Imane, vous vivez à Florence mais vous venez de Beyrouth ?

Je suis née à Beyrouth, dans une famille entièrement dévouée à l'éducation française. Ma mère était elle-même enseignante et mon père, diplomate, avait fait toutes ses études en France. Cela a toujours été une évidence dans laquelle j'ai grandi. C'est comme cela que je concevais l'école et tout naturellement, j'ai continué la tradition, en envoyant mes filles à l'école française de Florence. Car venue faire un stage d'architecture en Italie pour acquérir le savoir-faire pour la reconstruction de centre-ville de Beyrouth, j'y ai rencontré mon futur mari italien « grâce » à un accident de voiture où il m'a secourue. Et heureusement, il parlait français…

Mais revenons à mon enfance à Beyrouth. Je suis allée au Collège Protestant Français, établissement conventionné AEFE, toute ma scolarité de la petite section de maternelle jusqu'au bac. C'était le choix de mon père pour moi, ma sœur, mon frère et en plus, c'était tout près de chez nous.

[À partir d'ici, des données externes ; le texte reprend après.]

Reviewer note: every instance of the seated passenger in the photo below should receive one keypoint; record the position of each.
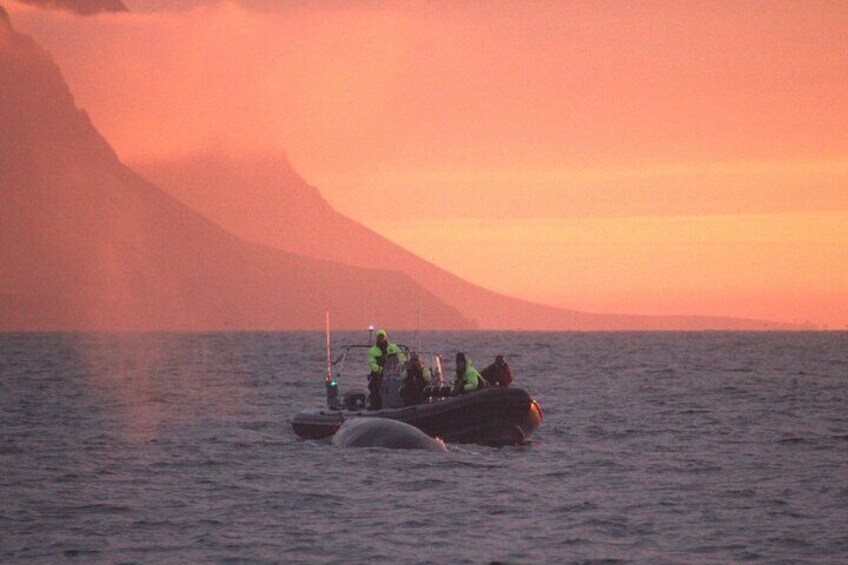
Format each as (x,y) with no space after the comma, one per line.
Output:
(414,381)
(466,378)
(498,373)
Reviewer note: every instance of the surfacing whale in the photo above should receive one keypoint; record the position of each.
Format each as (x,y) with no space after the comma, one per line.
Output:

Mes cousins, eux, allaient à la mission laïque. A la maison, on parlait « ce qui venait à la bouche », le français, l'arabe, l'anglais. Ce que les linguistes appellent le code switching. Et dès qu'on était dans un milieu unilingue, on se forçait pour utiliser la même langue dans la même phrase. Mes filles suivent cette tradition familiale, car en plus de toutes ces langues, elles parlent italien mais aussi l'allemand car la mère de mon mari vient d'une région frontalière où ils parlent un dialecte germanique.

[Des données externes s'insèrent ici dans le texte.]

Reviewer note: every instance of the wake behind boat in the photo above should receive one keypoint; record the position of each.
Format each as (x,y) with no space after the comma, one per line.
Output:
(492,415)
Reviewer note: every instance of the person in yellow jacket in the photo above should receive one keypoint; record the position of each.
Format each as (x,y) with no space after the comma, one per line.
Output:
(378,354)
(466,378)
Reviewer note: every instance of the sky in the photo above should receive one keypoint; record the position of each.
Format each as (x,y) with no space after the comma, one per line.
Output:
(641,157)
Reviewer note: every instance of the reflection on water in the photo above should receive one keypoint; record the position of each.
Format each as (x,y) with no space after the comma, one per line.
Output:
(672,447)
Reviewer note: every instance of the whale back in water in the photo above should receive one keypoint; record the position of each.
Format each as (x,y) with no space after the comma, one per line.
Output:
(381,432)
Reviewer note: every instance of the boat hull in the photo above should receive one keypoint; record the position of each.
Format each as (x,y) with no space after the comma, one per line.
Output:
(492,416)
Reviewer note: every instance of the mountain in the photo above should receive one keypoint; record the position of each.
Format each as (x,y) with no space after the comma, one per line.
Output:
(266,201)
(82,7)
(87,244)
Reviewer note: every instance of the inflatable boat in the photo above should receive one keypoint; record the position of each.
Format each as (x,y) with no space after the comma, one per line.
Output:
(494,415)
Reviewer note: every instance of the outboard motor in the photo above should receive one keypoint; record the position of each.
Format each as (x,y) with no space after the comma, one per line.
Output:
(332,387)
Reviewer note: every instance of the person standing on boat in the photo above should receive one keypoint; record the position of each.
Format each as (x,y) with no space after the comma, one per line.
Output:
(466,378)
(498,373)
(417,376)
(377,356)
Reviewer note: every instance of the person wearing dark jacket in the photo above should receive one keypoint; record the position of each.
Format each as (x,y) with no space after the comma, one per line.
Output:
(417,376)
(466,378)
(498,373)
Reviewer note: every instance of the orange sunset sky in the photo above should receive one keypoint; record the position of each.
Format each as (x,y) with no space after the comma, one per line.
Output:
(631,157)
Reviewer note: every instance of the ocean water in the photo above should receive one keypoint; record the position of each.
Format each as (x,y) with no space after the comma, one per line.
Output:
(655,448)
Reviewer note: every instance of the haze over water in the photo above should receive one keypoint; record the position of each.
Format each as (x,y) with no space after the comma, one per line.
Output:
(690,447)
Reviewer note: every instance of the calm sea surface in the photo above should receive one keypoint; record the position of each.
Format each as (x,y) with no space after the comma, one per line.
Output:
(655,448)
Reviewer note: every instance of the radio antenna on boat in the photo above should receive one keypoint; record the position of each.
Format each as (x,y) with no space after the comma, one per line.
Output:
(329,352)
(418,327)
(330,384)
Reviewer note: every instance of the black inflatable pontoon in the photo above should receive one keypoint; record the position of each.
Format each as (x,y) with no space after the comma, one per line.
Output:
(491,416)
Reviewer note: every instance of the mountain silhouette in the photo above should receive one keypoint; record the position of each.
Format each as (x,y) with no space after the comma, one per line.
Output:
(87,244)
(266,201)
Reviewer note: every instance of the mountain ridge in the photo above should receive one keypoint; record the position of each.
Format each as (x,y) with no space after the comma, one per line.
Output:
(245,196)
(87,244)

Je garde de très bons souvenirs de mon école, alors qu'il y a presque 40 ans presque que je l'ai quittée. Nous sommes encore reliés entre camarades connus là-bas. Deux exemples, lorsque la mère de l'une d'entre nous est morte, c'était une Arménienne, nous sommes tous allés à l'enterrement, pour soutenir les enfants de la famille. C'était très fort. Et quand j'ai eu besoin de renseignements pour inscrire mes filles à l'école française, mon ancienne prof d'Histoire-Géo du Collège m'a préparé tout un dossier. Dans cette école, on nous a appris l'autodiscipline et à raisonner pour faire nos choix. C'est une richesse extraordinaire d'avoir plusieurs cultures dans un même contexte éducatif, cela permet de voir les choses de différentes façons. 

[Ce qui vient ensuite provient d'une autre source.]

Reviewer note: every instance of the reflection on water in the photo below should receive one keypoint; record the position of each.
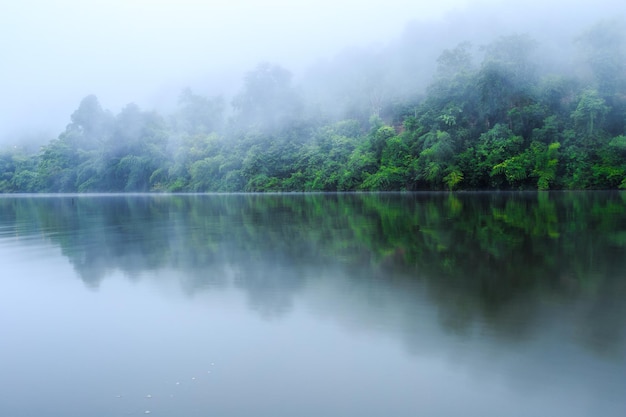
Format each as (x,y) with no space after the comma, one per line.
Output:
(343,304)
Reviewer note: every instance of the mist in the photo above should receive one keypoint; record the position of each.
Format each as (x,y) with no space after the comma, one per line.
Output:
(57,53)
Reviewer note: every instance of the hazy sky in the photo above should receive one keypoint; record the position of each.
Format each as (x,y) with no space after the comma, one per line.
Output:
(56,52)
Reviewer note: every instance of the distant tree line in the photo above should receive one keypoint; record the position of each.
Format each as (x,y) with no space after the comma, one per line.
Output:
(501,123)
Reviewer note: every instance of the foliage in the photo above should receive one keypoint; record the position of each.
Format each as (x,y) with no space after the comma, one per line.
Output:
(495,124)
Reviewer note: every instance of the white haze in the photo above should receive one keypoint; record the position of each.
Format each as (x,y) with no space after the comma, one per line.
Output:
(56,52)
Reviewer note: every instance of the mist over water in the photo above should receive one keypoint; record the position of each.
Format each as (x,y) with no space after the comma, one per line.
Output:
(343,304)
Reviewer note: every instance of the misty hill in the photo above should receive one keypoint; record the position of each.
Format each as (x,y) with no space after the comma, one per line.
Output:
(493,115)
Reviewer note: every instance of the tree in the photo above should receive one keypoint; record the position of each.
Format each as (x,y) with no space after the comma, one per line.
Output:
(268,101)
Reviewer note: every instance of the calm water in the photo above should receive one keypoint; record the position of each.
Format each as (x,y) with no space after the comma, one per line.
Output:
(313,305)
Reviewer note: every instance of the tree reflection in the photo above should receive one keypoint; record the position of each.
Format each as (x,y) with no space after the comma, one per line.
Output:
(491,259)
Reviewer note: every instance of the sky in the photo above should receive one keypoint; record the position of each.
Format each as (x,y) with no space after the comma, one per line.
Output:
(54,53)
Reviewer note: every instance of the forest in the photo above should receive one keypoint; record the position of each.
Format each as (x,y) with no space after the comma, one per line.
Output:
(491,118)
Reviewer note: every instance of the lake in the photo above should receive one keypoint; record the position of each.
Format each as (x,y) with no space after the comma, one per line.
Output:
(472,304)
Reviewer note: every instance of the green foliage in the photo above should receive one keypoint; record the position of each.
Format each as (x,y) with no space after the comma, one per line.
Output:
(494,124)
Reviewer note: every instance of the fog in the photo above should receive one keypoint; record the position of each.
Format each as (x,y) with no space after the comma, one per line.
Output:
(56,53)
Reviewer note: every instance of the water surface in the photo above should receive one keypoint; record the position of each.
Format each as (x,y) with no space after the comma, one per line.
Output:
(476,304)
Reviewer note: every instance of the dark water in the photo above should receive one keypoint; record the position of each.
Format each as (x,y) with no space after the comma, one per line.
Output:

Vous êtes très impliquée dans la vie de l'école française de Florence ?

Les maths, c'est mon truc. Chaque matin, en me levant, je fais un petit exercice de maths, c'est amusant. C'est comme cela que j'ai commencé à animer des ateliers de jeux mathématiques au lycée Victor Hugo, de façon à la fois ludique et philosophique. Je fais des petits jeux aux enfants du primaire géométrie avec origami ou des opérations avec les tangrams (puzzles) chinois ou j'invente des jeux avec des roues. Cela passionne tellement mes petits que certains ne veulent même plus sortir en récréation, ni rentrer chez eux. Finalement, j'ai passé toute une vie au lycée. Je « redouble » sans cesse.

J'ai eu des jumelles, qui ont toujours été d'excellentes élèves. Elles poursuivent aujourd'hui leurs études à Paris et quand la nostalgie les rattrape, elles vont écumer les restaurants libanais. Dans leur école, il y avait de nombreuses nationalités et une grande solidarité. Comme ce sont souvent des familles nucléaires, sans ascendants présents, on s'est beaucoup entraidé entre mamans. Car les horaires de l'école française ne correspondent pas à la vie italienne, comme par exemple aller chez le pédiatre.  Alors on s'aide les unes les autres.  Des soirs, j'avais 4 ou 5 petites dans la baignoire. Le plus beau souvenir fut le mois de bachotage avant le bac de mes jumelles. Une quinzaine d'élèves et plusieurs professeurs avaient élu domicile dans ma grande maison. Mon mari faisait les courses, moi je faisais la cuisine. Et plein de cours particuliers. On a eu un taux de réussite à 100 %. A la suite de cela, Mme Martino, la proviseure du lycée Victor Hugo (l 'école française MLF de Florence) en juin 2018 m'a remis un diplôme, comme vous pouvez me voir en rouge sur la photo, avec le chapeau de lauréate.. Quand je vous dis que je ne quitterai jamais l'école française, c'est mon milieu naturel, où que je sois dans le monde.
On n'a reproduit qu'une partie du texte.